Published: 24 July 2024 Publication History

Abstract

Treating programs as graphs and employing graph learning techniques to analyze them have been widely adopted in many software engineering tasks. A recent progress in this vein is to apply graph neural networks (GNNs) to model program graphs, which is built upon the homophily assumption, i.e., similar nodes tend to connect each other. However, this assumption is not always valid in program graphs, as various edges such as AST edges and token occurrence edges may connect dissimilar nodes with quite different properties. Such phenomenon is termed as the heterophily of program graphs. In this paper, we propose a new heterophily-aware graph convolutional network (HAGCN) to better handle the heterophilic program graphs.
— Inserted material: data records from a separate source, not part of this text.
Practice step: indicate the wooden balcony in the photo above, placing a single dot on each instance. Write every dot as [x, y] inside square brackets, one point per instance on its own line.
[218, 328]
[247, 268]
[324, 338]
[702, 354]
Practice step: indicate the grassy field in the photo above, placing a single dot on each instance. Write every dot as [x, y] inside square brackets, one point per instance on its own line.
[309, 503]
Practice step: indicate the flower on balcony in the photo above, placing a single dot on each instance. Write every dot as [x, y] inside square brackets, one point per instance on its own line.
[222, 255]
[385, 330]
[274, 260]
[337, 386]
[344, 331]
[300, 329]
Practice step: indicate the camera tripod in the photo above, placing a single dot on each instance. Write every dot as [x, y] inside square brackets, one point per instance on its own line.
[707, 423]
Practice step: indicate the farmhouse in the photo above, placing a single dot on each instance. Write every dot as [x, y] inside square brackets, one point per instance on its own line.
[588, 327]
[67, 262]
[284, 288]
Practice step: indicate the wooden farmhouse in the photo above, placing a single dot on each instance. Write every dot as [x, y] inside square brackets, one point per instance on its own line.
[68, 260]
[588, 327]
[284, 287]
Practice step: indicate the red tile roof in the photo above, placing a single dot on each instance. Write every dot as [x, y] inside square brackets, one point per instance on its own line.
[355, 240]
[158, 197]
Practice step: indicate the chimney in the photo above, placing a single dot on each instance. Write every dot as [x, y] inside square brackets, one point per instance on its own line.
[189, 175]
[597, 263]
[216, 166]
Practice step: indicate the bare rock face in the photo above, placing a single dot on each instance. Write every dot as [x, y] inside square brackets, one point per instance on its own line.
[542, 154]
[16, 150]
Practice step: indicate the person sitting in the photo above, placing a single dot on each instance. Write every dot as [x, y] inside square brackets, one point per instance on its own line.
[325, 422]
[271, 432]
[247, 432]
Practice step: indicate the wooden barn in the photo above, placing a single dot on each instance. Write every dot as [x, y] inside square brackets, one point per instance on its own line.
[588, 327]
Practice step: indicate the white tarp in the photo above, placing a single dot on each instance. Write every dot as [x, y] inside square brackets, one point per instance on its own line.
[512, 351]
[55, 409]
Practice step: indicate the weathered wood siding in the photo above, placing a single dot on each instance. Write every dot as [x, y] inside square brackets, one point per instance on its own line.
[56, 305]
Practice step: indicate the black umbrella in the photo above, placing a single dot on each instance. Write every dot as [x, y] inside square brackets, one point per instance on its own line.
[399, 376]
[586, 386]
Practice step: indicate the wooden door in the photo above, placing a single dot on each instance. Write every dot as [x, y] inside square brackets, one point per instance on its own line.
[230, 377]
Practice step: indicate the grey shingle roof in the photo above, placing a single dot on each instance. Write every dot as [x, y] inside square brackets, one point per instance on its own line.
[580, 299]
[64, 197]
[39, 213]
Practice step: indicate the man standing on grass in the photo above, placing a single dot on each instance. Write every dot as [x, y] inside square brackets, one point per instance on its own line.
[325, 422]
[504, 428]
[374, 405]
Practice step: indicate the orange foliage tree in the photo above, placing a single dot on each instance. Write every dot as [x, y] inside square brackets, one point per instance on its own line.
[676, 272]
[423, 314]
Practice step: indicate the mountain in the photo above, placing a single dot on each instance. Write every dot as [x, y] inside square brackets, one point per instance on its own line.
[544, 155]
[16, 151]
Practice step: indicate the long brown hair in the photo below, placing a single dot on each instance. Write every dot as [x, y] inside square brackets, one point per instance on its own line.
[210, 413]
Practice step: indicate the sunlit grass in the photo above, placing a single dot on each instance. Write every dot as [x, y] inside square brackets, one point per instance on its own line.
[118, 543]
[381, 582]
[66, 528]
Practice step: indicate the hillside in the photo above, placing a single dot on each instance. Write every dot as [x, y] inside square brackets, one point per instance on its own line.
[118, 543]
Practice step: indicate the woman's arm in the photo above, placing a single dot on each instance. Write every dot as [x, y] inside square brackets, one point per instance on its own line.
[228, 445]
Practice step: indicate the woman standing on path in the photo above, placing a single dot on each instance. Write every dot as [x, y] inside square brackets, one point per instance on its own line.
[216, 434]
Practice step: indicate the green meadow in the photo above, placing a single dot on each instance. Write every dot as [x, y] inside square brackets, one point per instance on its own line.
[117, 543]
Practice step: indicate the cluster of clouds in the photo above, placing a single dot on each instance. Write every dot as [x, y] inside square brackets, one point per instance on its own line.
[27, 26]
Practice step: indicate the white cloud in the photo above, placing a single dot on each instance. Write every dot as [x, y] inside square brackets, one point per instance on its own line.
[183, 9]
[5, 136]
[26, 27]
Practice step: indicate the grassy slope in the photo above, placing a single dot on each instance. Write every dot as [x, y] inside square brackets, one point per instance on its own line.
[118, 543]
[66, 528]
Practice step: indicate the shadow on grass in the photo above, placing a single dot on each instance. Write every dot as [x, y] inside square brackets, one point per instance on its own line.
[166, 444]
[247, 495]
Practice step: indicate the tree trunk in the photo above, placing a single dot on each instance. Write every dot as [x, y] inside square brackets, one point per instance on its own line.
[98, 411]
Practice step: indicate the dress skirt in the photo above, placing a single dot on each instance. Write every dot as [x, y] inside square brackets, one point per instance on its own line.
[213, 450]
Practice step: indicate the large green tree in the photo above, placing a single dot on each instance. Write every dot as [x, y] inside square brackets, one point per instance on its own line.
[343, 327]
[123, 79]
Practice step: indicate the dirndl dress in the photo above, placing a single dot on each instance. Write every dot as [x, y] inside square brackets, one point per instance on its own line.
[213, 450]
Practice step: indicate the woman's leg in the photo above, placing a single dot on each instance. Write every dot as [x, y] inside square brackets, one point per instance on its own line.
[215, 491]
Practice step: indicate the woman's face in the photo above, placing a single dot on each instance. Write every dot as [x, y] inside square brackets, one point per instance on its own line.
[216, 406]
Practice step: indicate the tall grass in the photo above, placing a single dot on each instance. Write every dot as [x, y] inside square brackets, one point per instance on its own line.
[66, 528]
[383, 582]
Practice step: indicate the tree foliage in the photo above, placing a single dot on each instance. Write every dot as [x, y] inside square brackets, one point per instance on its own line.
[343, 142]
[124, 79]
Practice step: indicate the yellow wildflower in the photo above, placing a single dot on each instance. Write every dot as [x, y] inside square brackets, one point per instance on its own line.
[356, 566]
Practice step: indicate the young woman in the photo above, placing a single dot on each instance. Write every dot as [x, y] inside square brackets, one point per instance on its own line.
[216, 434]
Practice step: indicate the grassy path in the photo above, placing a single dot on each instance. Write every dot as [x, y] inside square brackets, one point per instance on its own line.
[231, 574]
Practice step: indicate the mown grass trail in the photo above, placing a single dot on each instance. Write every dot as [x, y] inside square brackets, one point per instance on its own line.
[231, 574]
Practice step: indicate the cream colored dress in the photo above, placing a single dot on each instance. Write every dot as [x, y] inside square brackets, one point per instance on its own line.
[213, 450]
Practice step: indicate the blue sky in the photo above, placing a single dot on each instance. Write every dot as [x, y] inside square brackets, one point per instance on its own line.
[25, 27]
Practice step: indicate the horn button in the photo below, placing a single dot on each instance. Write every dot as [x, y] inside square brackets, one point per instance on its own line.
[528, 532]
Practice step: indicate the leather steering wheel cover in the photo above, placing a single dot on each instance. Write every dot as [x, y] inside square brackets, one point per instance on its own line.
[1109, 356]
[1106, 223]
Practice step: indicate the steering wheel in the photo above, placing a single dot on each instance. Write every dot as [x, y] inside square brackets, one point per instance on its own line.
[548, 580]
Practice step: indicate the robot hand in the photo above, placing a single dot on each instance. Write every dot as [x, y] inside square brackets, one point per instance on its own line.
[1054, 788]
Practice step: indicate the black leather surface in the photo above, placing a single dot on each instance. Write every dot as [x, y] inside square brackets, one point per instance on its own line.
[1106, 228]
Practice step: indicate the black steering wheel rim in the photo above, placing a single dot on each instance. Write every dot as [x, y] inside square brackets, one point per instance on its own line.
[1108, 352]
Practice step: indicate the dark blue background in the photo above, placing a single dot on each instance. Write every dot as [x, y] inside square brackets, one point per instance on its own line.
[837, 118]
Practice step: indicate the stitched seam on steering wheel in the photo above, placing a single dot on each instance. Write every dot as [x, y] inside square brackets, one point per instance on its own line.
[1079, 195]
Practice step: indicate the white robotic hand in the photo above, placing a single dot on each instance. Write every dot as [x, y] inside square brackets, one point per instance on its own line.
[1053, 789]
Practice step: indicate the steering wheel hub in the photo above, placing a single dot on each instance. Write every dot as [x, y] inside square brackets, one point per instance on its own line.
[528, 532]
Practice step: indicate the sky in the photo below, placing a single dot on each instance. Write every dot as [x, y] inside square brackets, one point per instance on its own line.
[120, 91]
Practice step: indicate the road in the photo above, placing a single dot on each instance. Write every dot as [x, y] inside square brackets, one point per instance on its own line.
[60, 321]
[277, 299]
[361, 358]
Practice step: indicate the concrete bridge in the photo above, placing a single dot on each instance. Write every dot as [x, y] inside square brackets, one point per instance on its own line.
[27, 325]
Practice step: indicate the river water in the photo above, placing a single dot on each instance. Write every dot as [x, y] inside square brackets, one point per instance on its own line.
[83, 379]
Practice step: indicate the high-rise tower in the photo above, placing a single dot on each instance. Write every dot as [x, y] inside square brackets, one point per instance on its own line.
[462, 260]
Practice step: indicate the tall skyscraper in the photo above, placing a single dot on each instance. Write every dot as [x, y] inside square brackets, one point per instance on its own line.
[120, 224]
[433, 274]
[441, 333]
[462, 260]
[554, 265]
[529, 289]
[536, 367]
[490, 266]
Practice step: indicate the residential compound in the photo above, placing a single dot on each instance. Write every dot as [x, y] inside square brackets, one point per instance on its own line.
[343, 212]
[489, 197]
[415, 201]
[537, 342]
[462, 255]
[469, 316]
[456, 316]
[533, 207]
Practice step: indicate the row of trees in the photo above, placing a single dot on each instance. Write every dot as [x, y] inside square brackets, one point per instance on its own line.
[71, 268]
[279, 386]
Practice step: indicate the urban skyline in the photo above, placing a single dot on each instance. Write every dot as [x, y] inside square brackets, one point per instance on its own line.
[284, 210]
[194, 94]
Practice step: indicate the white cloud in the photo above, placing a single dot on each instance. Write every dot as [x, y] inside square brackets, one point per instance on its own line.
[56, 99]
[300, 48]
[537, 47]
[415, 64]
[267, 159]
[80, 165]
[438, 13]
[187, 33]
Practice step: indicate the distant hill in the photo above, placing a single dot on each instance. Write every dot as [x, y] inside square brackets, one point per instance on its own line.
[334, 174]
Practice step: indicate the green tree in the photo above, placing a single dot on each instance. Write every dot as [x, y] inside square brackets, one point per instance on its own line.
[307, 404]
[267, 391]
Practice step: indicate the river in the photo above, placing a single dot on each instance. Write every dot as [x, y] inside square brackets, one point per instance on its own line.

Specifically, we first introduce the subtraction operation into the message passing mechanism of GNNs, which allows HAGCN to push apart dissimilar nodes in the representation space. Then, HAGCN separately encodes each type of edges, and uses a global relation-aware attention mechanism to fuse messages from different edge types. Moreover, we also theoretically analyze the expressive power of HAGCN from the perspective of convolution filters and contrast the differences between HAGCN and other GNNs. Finally, we take type inference as an example to evaluate the effectiveness of the proposed approach. Experimental results demonstrate that HAGCN significantly outperforms the existing non-heterophilic competitors, as well as the existing state-of-the-art graph-based type inference approaches.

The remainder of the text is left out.